Bill Simmons isn't the first sportswriter to overreach while attempting to use a city's history as a way to explore the mind-set of its fans. But I can't recall an example as clumsy and inappropriate as one he offered on his ESPN podcast with Jalen Rose Thursday.

Here is his bizarre and ill-considered theory on how the 1968 assassination of Martin Luther King Jr. in Memphis related to the way Grizzlies fans react to their team:

"I didn't realize the effect [the King assassination] had on that city,'' Simmons said. "I think from people we talk to and stuff we've read, the shooting kind of sets the tone for how the city thinks about stuff.


"We were at Game 3. Great crowd, they fall behind and the whole crowd got tense.

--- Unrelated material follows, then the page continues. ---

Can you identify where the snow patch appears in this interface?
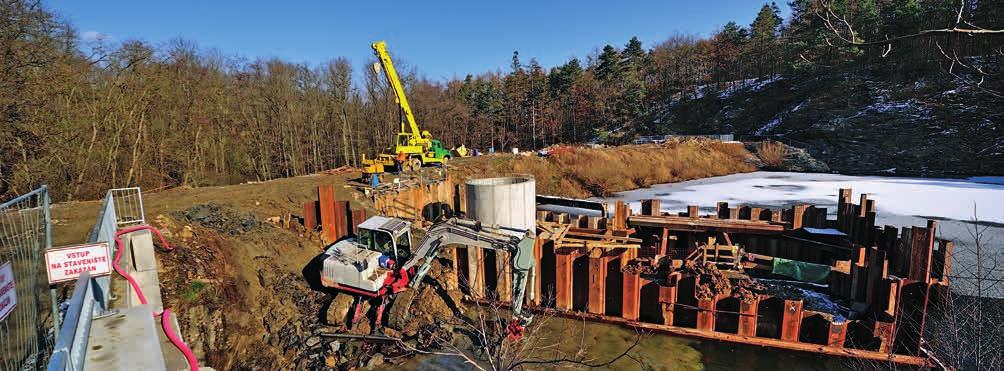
[607,171,1004,223]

It was like, 'Oh no, something bad is going to happen.' And it starts from that shooting and it's just that mind-set they have."

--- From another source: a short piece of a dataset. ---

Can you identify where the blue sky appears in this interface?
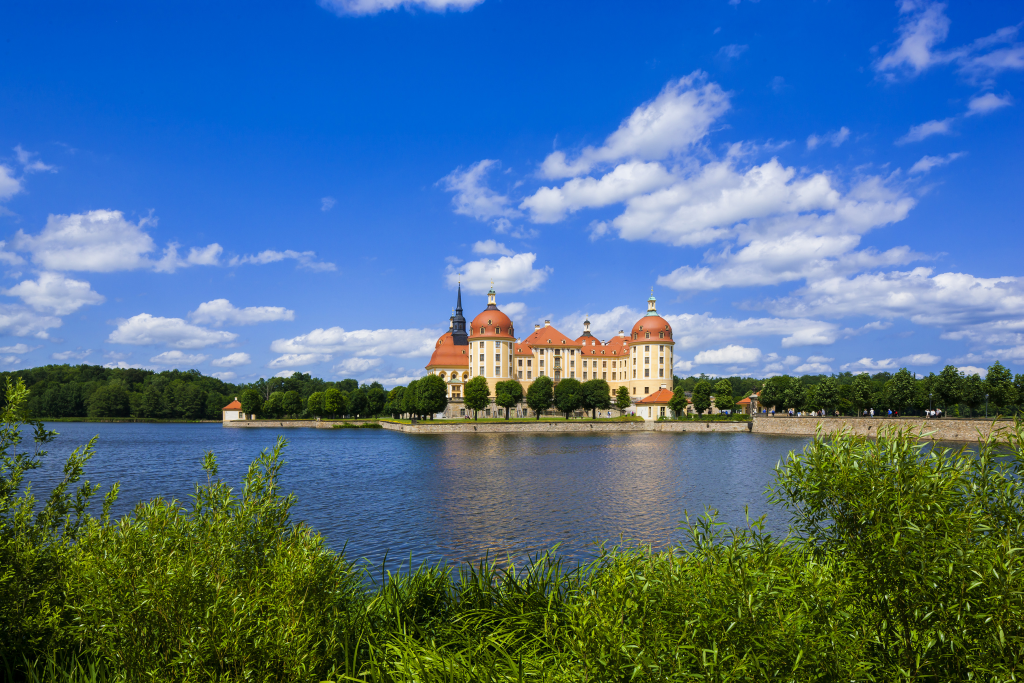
[0,0,1024,385]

It's beyond absurd to connect a culture-altering national tragedy to Game 3 of the NBA Western Conference finals 45 years later.

Simmons continues to do excellent work over a variety of platforms, the podcast usually included. But he might be wise to take a lesson from this and resist any desire to attach cultural meaning to a sporting event in a city that is not particularly familiar to him.

Change in the air?

The buzz has persisted for weeks that Entercom is contemplating a midday change at WEEI, with Comcast SportsNet New England's Jessica Moran the name that keeps popping up as a potential replacement for Mike Mutnansky alongside Lou Merloni. Damon Amendolara, the former 98.5 The Sports Hub nighttime host who became CBS Sports Radio's national overnight voice in January, is also believed to appeal to Entercom, though he has made it clear that he is happy in his current gig. Thus far, all the smoke hasn't led to fire, and here's hoping it doesn't. The midday show is the least of WEEI's programming issues . . . With the Red Sox-Yankees game airing exclusively on Fox Saturday, and an offday Monday — the days of Games 1 and 2 of the Bruins-Penguins series — there's a possibility that Bruins pre- and postgame programming will be on NESN as well as NESN Plus. The studio programming for Games 3 and 4 will air solely on NESN Plus. CSNNE will also have pre- and postgame coverage.


Hockey team

Mike Emrick (play-by-play), Ed Olczyk (color), and Pierre McGuire ("inside-the-glass'' analyst) will call the Eastern Conference finals. Saturday's Game 1 airs on NBC, while the remaining games will be on NBC Sports Network. Judging by a decent-sized sample of feedback on Twitter, Boston fans are thrilled with Emrick, indifferent about Olcyzk, and desperately wish they had access to McGuire's mute button . . . If this isn't a classic case of takes-one-to-know-one, I don't know what is. During NBCSN's Blackhawks-Red Wings Game 7 telecast Wednesday, studio analyst Mike Milbury said deposed Rangers coach John Tortorella is "a little too over-the-top'' at times. Tortorella, who carried himself with the demeanor of a diabolical soap-opera villain, may have aggravated Rangers fans. But I'm pretty sure he never whacked one with a shoe.